MP Blaine Calkins seeks second term as Wetaskiwin constituency representative

Member of Parliament Blaine Calkins will be seeking his second term in office as the representative of the Wetaskiwin constituency when residents go to the polls on Oct. 14, and by all indications, he should walk away with another overwhelming majority.

  • Oct. 8, 2008 3:00 p.m.
MP Blaine Calkins

MP Blaine Calkins

Black Press Staff:

Member of Parliament Blaine Calkins will be seeking his second term in office as the representative of the Wetaskiwin constituency when residents go to the polls on Oct. 14, and by all indications, he should walk away with another overwhelming majority.

A former college instructor, Calkins was born in Lacombe and raised on a farm north of the community. Currently, he still resides in Lacombe with his wife Barb and their three children.

A public servant in one form or another for his entire life, in addition to being the MP for Wetaskiwin, Calkins has also served on the Lacombe Town Council and several other committees related to the Town.

“I have always been a fiscal conservative but in 2005 when I ran for the nomination for the Conservative Party in this riding, I felt there was a need to help families,” Calkins said when asked what attracted him to his party. “As my family’s sole income earner and the father of three young children, I knew first hand the bite federal taxes were taking from my pay cheque. Stephen Harper offered a change. He planned to make families a priority and our Conservative government did just that.”

Before Parliament was dissolved prior to the latest election call, Calkins was a member of the Standing Committee on National Defense as well as the Environment and Sustainable Development and most recently a member of committees involved with the portfolios of Justice and Human Rights and the Department of Fisheries and Oceans.

As for the most important issue facing Canadians in the upcoming election, Calkins pointed to the economy and added that with strong leadership, a financial crisis such as the one currently gripping the United States can be avoided north of the border.

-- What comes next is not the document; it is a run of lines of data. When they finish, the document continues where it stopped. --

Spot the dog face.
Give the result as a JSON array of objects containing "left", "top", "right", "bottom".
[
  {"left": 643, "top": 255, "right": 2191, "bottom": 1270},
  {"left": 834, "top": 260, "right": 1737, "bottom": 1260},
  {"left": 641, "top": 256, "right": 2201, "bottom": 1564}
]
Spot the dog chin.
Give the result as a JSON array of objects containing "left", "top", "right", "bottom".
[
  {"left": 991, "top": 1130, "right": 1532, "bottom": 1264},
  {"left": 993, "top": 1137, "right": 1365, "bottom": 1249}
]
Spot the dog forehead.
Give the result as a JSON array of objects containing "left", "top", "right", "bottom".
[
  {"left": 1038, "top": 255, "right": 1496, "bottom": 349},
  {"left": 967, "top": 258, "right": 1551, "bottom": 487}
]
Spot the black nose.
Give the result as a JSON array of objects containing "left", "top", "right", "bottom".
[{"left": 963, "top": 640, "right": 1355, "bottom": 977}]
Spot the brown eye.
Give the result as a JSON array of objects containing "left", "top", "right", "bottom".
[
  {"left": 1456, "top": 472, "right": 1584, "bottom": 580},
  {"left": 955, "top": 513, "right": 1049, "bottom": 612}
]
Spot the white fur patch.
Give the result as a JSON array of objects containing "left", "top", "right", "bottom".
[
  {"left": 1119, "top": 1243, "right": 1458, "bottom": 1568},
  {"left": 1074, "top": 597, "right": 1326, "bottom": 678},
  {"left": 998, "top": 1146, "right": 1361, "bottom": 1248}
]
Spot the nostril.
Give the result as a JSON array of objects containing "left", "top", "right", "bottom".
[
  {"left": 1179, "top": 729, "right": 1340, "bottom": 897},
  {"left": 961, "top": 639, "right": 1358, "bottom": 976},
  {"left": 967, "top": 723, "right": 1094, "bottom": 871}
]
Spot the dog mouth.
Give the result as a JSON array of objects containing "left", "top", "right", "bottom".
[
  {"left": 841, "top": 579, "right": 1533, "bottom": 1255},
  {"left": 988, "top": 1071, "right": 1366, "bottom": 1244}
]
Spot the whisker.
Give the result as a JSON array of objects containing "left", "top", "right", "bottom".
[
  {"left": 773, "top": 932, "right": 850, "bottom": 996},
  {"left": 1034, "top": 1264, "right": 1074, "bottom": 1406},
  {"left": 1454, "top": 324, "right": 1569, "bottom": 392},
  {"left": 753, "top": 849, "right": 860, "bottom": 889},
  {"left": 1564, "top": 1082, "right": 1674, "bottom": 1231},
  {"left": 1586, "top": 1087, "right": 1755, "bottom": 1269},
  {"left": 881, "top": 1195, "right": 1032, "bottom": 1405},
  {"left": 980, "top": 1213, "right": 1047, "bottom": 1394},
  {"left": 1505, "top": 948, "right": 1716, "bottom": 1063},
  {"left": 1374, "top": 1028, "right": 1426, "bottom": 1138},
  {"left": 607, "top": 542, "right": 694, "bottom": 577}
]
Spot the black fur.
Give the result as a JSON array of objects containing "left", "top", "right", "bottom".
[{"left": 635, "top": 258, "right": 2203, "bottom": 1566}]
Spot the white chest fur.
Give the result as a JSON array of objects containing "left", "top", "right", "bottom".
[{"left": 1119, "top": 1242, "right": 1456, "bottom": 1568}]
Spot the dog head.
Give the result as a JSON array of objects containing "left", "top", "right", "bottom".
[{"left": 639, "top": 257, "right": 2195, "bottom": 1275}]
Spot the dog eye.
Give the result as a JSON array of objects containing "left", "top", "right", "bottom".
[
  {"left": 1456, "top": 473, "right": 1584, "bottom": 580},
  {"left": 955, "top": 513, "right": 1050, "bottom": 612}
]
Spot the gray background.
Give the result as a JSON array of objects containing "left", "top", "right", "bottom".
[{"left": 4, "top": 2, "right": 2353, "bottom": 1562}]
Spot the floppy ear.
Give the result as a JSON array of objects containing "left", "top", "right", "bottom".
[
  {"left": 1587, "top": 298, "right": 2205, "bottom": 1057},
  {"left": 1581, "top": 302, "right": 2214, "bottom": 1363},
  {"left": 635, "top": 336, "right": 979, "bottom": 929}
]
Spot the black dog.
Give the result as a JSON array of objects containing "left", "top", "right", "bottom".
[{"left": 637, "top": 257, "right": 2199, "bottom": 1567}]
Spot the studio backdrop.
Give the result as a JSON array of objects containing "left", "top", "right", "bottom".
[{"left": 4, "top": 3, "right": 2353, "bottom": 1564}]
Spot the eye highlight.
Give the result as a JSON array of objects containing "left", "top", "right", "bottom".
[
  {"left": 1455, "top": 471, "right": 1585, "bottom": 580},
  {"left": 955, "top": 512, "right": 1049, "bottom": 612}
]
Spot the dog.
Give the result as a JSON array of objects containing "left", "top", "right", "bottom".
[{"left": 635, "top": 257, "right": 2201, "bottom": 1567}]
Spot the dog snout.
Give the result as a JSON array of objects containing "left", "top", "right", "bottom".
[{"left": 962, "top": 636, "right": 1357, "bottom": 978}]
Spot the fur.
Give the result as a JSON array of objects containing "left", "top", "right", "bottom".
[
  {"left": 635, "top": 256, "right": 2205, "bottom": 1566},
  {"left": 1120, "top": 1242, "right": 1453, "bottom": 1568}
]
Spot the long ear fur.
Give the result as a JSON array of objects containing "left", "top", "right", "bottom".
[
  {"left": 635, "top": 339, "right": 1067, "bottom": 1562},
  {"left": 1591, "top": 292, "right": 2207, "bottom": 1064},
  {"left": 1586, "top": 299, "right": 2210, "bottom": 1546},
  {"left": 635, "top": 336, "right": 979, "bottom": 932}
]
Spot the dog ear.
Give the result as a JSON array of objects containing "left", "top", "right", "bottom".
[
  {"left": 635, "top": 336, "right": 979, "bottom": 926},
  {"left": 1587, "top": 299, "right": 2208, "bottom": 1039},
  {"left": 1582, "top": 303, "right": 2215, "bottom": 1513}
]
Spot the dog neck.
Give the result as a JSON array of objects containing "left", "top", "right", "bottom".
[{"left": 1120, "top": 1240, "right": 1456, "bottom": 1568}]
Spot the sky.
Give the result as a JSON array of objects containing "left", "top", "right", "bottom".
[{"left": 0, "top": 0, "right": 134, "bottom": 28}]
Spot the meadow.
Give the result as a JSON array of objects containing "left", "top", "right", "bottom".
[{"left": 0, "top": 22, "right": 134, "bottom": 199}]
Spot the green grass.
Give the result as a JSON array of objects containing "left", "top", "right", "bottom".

“The economy is the most important question in this election. The fundamentals of the Canadian economy are sound but the last things we need are tax hikes, deficits, reckless spending and risky economic schemes. During this campaign, the policies we are proposing follow along the same fiscally responsible path that we set out in 2006. They are clear, affordable, practical and achievable,” he said. “People on both sides of the border are concerned over the fluctuations in the marketplace which is why we need a steady confident hand and sound economic policies so that Canadians can move forward with confidence and certainty.”